I browsed through the peta website, and saw how badly treated the animals were even when they were about to be slaughtered. They were stormed on, slammed onto the ground, beaten by metal rods or even shot in their heads. Inducing more sufferings on the animals by extending their pains before their deaths doesn't seem very appealing to the mass but nevertheless, i love meat. Sorry pigs. I saw how they were squeezed into trucks, many with limbs broken due to the weight of over-lying counterparts, or some even died of dehydration. They were thrown head-first onto the ground (the same goes for chickens) in order to reduce their state of consciousness, and some were given gunshots, right to their heads. ARGHHHHH saddening. The clips were to encourage vegetarian practices, but i think i can't survive without meat. So........ no lesson learnt.

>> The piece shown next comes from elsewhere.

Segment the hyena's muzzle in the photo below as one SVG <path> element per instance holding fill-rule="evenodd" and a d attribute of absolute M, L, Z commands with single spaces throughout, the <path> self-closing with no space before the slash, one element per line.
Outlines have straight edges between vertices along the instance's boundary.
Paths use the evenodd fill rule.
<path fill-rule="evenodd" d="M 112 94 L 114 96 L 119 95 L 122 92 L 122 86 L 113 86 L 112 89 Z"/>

Sighz, this reminds me of the abortion video which i had viewed 4-5 years back. Tt was when i was in sec 3 or 4, whereby the whole level had to attend some seminar held in NYP's auditorium. The seminar was plain boring, until this particular presenter came into the picture. I remember him saying "Some of you may feel uncomfortable, or even cry after viewing the video". The video was on abortion. A banned video showing how foeti were killed in the process of different types of abortion. I was thinking, I had seen bloodier and grossier scenes, this video couldn't freak me out for sure. But i was SO so wrong. It so turned out tt i cried like mad while watching the tape. The sight of the remains of what was left of a possibly healthy life irked but saddened me more. I'm not sure why did i feel so sad for those lost lives. sadness? or maybe i think too much again? It could perhaps be due to the motherly instinct which resides in many of us girls (ok i'm crapping again). I could see how a perfectly healthy and normal baby being sucked into the vacuum which was inserted into the mother's body, reducing the foetus to pieces. Some babies had their heads crushed before they could be successfully retrieved from their mothers' wombs on a scissors-look-alike instrument. Bottles containing such foeti could be seen, whereby one was sighted with just an eye in one socket of its shapeless skull, kept alongside with only one or two of its limbs. ARGHHH how could i not be saddened by all these!!!! But surprisingly, friends around me did not shed even a single tear. I thought i wouldn't be freaked out, but i broke down real hard. So i ain't as strong as i thought i was.